As mentioned above, with a single realisation, there is going to be an amount of weather noise that has nothing to do with the forcings. In these simulations, this noise component has a standard deviation of around 0.1 deg C in the annual mean. That is, if the models had been run using a slightly different initial condition so that the weather was different, the difference in the two runs’ mean temperature in any one year would have a standard deviation of about 0.14 deg C., but the long term trends would be similar. Thus, comparing specific years is very prone to differences due to the noise, while looking at the trends is more robust.

From 1984 to 2006, the trends in the two observational datasets are 0.24+/- 0.07 and 0.21 +/- 0.06 deg C/decade, where the error bars (2\sigma ) are the derived from the linear fit. The ‘true’ error bars should be slightly larger given the uncertainty in the annual estimates themselves. For the model simulations, the trends are for Scenario A: 0.39+/-0.05 deg C/decade, Scenario B: 0.24+/- 0.06 deg C/decade and Scenario C: 0.24 +/- 0.05 deg C/decade.

The bottom line? Scenario B is pretty close and certainly well within the error estimates of the real world changes. And if you factor in the 5 to 10% overestimate of the forcings in a simple way, Scenario B would be right in the middle of the observed trends. It is certainly close enough to provide confidence that the model is capable of matching the global mean temperature rise!

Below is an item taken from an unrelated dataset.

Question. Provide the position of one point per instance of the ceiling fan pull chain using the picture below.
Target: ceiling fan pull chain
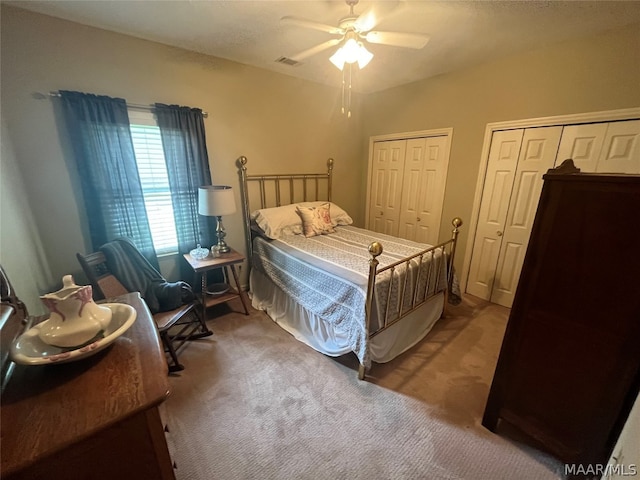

But can we say that this proves the model is correct? Not quite. Look at the difference between Scenario B and C. Despite the large difference in forcings in the later years, the long term trend over that same period is similar. The implication is that over a short period, the weather noise can mask significant differences in the forced component. This version of the model had a climate sensitivity was around 4 deg C for a doubling of CO2. This is a little higher than what would be our best guess (~3 deg C) based on observations, but is within the standard range (2 to 4.5 deg C). Is this 20 year trend sufficient to determine whether the model sensitivity was too high? No. Given the noise level, a trend 75% less, would still be within the error bars of the observation (i.e. 0.18+/-0.05), assuming the transient trend would scale linearly. Maybe with another 10 years of data, this distinction will be possible. However, a model with a very low sensitivity, say 1 deg C, would have fallen well below the observed trends.

Hansen stated that this comparison was not sufficient for a ‘precise assessment’ of the model simulations and he is of course correct. However, that does not imply that no assessment can be made, or that stated errors in the projections (themselves erroneous) of 100 to 400% can’t be challenged. My assessment is that the model results were as consistent with the real world over this period as could possibly be expected and are therefore a useful demonstration of the model’s consistency with the real world. Thus when asked whether any climate model forecasts ahead of time have proven accurate, this comes as close as you get.